Search code examples
apachehadoophiveavro

Import data from .avro files to hive table


I created a hive table by following command and avro schema i had.

CREATE TABLE table_name
PARTITIONED BY (t string, y string, m string, d string, h string, hh string)
ROW FORMAT SERDE 'org.apache.hadoop.hive.serde2.avro.AvroSerDe'
STORED AS INPUTFORMAT 'org.apache.hadoop.hive.ql.io.avro.AvroContainerInputFormat'
OUTPUTFORMAT 'org.apache.hadoop.hive.ql.io.avro.AvroContainerOutputFormat'
TBLPROPERTIES (
'avro.schema.url'='hdfs://location/schema.avsc');

Now i want to dump data i have in HDFS to created table.

I have an HDFS location, where i have data in a directory structure as t/y/m/d/h/hh/data.avro I have multiple directories according to partition because that are my partition columns.

I want to dump all the data into created table.

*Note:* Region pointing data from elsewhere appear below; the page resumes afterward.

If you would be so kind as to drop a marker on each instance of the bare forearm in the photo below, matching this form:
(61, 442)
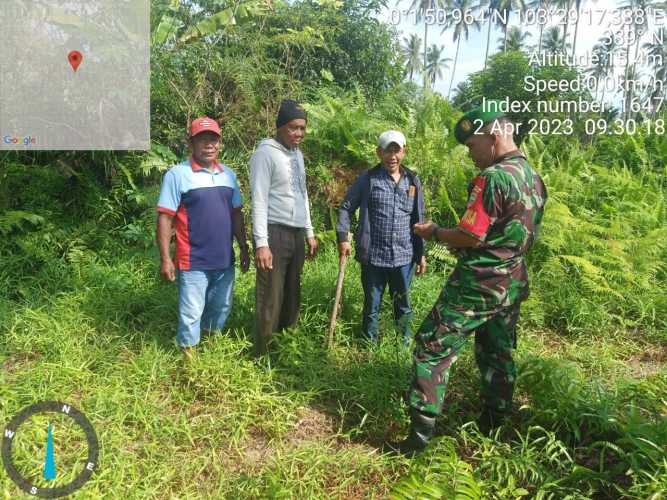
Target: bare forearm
(455, 238)
(165, 226)
(238, 226)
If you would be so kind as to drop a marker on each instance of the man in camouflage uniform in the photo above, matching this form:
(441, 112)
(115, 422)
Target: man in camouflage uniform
(490, 280)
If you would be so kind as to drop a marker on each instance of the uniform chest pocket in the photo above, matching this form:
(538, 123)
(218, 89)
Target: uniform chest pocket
(378, 196)
(406, 202)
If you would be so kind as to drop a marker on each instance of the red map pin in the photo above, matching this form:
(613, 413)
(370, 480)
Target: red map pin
(75, 58)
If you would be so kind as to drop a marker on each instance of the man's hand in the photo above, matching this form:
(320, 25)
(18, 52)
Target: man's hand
(167, 269)
(245, 259)
(344, 249)
(264, 259)
(425, 229)
(421, 267)
(312, 248)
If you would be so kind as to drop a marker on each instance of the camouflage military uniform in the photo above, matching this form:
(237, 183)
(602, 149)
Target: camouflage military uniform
(485, 290)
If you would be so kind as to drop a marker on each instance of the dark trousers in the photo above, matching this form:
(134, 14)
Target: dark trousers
(374, 280)
(278, 291)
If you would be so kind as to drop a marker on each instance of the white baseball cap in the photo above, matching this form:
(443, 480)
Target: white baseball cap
(386, 138)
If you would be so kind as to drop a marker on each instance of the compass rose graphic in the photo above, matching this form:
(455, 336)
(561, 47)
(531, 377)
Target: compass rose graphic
(16, 444)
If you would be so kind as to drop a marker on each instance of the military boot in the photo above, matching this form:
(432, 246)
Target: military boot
(422, 428)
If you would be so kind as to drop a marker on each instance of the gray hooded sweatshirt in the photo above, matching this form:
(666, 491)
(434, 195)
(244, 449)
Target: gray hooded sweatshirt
(278, 190)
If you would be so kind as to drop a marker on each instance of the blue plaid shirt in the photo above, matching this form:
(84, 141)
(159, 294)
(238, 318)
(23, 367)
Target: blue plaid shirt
(390, 207)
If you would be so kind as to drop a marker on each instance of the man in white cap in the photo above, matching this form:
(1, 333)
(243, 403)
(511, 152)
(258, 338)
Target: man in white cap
(390, 201)
(200, 198)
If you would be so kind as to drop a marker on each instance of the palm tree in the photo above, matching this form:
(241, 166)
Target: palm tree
(657, 49)
(503, 9)
(421, 7)
(536, 5)
(411, 50)
(639, 29)
(462, 27)
(516, 39)
(567, 5)
(436, 63)
(604, 65)
(577, 6)
(554, 43)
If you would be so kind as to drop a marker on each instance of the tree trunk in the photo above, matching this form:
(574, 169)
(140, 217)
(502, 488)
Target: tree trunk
(567, 24)
(539, 43)
(456, 58)
(488, 41)
(426, 86)
(576, 29)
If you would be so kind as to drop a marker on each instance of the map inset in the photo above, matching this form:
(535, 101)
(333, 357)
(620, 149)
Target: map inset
(74, 74)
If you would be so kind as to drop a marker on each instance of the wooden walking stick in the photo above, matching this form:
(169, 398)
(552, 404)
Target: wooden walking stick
(339, 292)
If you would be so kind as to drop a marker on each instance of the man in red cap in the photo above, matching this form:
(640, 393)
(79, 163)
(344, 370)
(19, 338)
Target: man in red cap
(200, 198)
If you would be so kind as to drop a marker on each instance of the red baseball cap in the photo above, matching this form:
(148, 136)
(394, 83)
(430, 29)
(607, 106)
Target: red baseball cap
(204, 124)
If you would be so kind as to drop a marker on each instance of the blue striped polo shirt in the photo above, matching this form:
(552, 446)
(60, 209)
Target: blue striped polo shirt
(201, 200)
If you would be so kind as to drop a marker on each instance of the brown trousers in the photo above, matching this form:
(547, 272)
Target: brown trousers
(278, 291)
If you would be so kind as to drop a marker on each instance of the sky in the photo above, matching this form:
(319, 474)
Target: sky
(472, 51)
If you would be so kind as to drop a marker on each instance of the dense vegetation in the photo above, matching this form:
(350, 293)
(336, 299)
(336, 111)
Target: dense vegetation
(85, 319)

I tried using External table, but it is giving exceptions.


Solution

  • if you follow the hive convention in your hdfs folder and create the hive table pointing to the table location, you should run the msck repair table statement.

    For example

    CREATE TABLE table_name
    PARTITIONED BY (t string, y string, m string, d string, h string, hh string)
    ROW FORMAT SERDE 'org.apache.hadoop.hive.serde2.avro.AvroSerDe'
    STORED AS INPUTFORMAT 'org.apache.hadoop.hive.ql.io.avro.AvroContainerInputFormat'
    OUTPUTFORMAT 'org.apache.hadoop.hive.ql.io.avro.AvroContainerOutputFormat'
    TBLPROPERTIES (
    'avro.schema.url'='hdfs://location/schema/schema.avsc')
    location "hdfs:///location/data;
    

    and load the data like

    /location/data/y=2016/m=02/d=03/h=03/hh=12/data.avro /location/data/y=2016/m=02/d=03/h=03/hh=13/data2.avro

    in that way you will be able to load the data with the following statement because Hive will recognize the partitions

    msck repair table table_name;
    

    if you don't want to do this, you can use the add partition like

    ALTER TABLE table_nameADD PARTITION (y='01',m='02',d='03',h='03',hh='12') location '/yourpath/y=2016/m=02/d=03/h=03/hh=12/'; (or any other folder)